Of Chaos and Criticism
“May the odds be ever in your favor,” a smiling Effie Trinket declares to a crowd of grim faces; the pink-haired administrator is about to draw the names of the next two tributes who will represent District 12 at the 74th Hunger Games. Along with tributes from the other districts, they will be thrown into an arena to fight until only one is left standing. Their chances of survival are incredibly slim—the truth is, in nearly every dystopian plot, the odds are hardly in anyone’s favor. Oppressed by the system, the characters in these stories must rise to the occasion, challenge the norm and break free from their respective situations. Various predicaments may make these heroes miserable, but the readers certainly aren’t. After all, their struggles make for an epic adventure. With the upcoming release of films like The Giver and The Maze Runner, dystopian fiction is again becoming the talk of the town. These film adaptations are a testament to the genre’s enduring relevance and its ability to leave us at the edge of our seats.
Past, present and future
According to Maria Mina, a part-time lecturer at the English Department who specializes in science fiction, the dystopian world is essentially a failed utopia. While utopian novels speculate as to what a perfect society might be like, dystopian novels paint a much bleaker picture of reality. “We cannot point to a single text and say, ‘This is the beginning of dystopia,’ but we can do that with utopia,” Mina explains. Usually interpreted as a social satire, Thomas More’s iconic Utopia (1516) was the very first of its kind. It was set in a fictional island with its own unique set of customs, which contradicted those of European society at the time.
“On the surface, dystopia has the appearance of a utopia,” Mina explains. “The majority of the people who dwell in it embrace it, even when it opposes them.” Both feature a regulated society where the fate of the individual rests in the hands of the state. But while totalitarian rule breeds peace and order in a utopia, this desire for perfection can eventually lead to self-destruction in a dystopia. Mina cites the release of H.G. Wells’ The Time Machine (1895) as a pivotal moment in dystopian literature because of its setting. Before it was published, most dystopian stories were set in a different place; Wells’ novella, on the other hand, is set in a distant time, following the Time Traveller nearly 30 million years into the future. He is shocked by what he finds because, as Mina claims, “[dystopia] is the nightmare of the future.”

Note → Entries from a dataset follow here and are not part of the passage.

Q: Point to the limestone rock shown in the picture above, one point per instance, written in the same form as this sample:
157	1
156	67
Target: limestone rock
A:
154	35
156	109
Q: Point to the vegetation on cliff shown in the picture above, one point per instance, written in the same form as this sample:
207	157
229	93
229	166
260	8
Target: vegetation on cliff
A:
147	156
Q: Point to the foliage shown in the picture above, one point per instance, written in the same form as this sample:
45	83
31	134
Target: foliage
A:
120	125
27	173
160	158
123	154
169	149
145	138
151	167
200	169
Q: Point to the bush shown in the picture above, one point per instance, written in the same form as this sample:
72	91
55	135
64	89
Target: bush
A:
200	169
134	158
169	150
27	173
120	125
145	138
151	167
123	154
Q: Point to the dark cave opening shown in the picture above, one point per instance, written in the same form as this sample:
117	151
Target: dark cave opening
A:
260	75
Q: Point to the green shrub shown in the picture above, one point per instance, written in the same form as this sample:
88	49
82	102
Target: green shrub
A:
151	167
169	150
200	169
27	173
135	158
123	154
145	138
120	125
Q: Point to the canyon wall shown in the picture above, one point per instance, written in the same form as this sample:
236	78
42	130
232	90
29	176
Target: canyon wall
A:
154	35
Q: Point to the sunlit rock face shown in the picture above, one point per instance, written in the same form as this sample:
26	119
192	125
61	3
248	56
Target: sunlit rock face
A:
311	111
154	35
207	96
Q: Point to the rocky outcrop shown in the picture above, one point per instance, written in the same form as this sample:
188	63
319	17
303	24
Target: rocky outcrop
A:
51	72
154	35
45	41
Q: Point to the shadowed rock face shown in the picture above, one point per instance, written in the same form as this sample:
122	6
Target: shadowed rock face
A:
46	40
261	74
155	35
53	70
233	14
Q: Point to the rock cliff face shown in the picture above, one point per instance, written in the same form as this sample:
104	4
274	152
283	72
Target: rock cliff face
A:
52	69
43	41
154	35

The dystopia largely came about due to society’s disillusionment with science. Although science was first seen as a life-saving force, its reputation eventually took a turn for the worse, especially in the wake of two World Wars and the atomic bombings of Hiroshima and Nagasaki. “Science for us is, at best, a double-edged sword,” Mina says. “We think of it as something that’s far more likely to kill us than save us all. ”Jocelyn Martin, Ph.D., an assistant instructor at the English Department with a specialization in trauma studies, adds that the popularity of the genre grew more pronounced after the end of the Cold War, the crumbling of the Berlin Wall and the 9/11 attacks. In this modern day and age, the enemy can no longer be easily identified. “This global unease reveals itself in the interrogation of the status of the heroin recent films,” she adds.